Подъем анкера — две минуты, а вся операция длилась десять, но нам кажется гораздо дольше… Еще десять долгих минут, и на другом берегу взметнулась тоже анкерная опора. Летчики вышли из вертолета взмокшие, как из бани… Анюй взят. Переправа застолблена…
Отпуск
Славка возился с вездеходом и напевал о журавлях.
Андрейка сидел в кабине — дергал за рычаги и отчаянно рычал. Так рычал, что было слышно Талипу. Талип на бревне около вагончика чистил картошку. Клубни, прихваченные морозом, сочились светлой жидкостью. Талип брезгливо бросил в ведро с водой картофелину, воткнул в бревно нож, встал и подошел к вездеходу.
— Андрейка, охто журавлиная болезнь, знаешь? — спросил он.
Андрейка перестал рычать и высунулся из кабины.
— Не знаю, дядя Талип. А она заразная?
— Заразнай, шибко даже заразнай… — ответил Талип и посмотрел на Славку.
— Не слушай его, Андрюха, — пропел Славка, заправляя из бочонка коричневым солидолом шприц.
— Смотри, шплинт, раньше этот водитель Славка заливал в бортовые жидкий нигрол, теперь густую смазку набивает и то и дело пялит глаза на небо — это и есть журавлиный болезнь.
— Не забивай пацану мозги, иди чисть картошку, а то парни придут, схлопочешь по шее.
Андрей поднял голову.
— Смотрите! — радостно закричал он. — Смотрите, во-он дядя Слава!
Славка выпустил из рук шприц, запрокинул голову, не мигая смотрел, смотрел. Небесная синь резала, сосала глаза до тех пор, пока черный крест не слился с далеко отодвинутым от земли небом.

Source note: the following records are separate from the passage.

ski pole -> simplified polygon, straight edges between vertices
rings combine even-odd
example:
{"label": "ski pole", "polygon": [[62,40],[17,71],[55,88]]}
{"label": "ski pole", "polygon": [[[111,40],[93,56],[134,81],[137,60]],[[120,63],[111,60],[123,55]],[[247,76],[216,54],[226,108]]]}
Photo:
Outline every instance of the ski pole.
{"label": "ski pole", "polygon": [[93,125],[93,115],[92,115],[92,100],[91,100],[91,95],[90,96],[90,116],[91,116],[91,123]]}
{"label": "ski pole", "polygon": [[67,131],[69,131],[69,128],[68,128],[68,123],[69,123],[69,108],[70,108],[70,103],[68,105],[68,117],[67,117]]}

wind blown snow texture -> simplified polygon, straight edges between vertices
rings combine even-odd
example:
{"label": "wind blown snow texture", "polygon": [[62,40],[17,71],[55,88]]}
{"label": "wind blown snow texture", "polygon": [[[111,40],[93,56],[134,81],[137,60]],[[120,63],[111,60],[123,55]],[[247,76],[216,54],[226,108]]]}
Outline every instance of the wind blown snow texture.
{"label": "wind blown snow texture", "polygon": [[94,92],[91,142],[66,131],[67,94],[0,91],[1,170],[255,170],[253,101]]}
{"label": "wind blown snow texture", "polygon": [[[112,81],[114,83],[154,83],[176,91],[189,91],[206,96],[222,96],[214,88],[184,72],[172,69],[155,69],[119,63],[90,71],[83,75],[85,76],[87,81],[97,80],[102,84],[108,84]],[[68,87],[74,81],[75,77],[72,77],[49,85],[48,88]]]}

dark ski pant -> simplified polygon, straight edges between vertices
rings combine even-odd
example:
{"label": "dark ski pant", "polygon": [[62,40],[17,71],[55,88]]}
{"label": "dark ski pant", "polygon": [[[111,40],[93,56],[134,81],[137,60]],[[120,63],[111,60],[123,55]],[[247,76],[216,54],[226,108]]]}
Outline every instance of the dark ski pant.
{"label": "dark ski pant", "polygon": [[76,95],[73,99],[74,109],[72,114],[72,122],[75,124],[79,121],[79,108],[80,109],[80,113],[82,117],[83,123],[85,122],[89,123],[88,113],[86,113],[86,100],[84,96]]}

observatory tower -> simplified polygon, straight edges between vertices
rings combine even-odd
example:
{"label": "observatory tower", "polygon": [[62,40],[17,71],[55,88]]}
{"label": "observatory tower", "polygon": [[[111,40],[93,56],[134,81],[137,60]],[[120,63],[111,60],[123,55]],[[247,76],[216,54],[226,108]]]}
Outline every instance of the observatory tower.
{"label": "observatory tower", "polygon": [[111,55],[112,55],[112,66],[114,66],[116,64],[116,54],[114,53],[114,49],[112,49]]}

Андрей перевел взгляд на Славку и вздохнул.
— У тебя журавлиная боль, да?
Андрей спрыгнул с вездехода, подергал меня за штанину;
— Дед, а дед? Заболел я. Честно. Журавлиной болью, — с грустью сказал пацан.
— Ну, ступай. Вредно смотреть на солнце.
Андрей целыми днями возился на дворе, строил плотины, каналы, бродил по лужам, сосал ледяшки и, с ног до головы мокрый, возвращался уже в сумерках. Если не загнать, то и про ужин забудет.
— Сорванца этакой, — ворчал Талип, стаскивая промокшую обувку, — вот скажу деду. Совсем от рук отбился!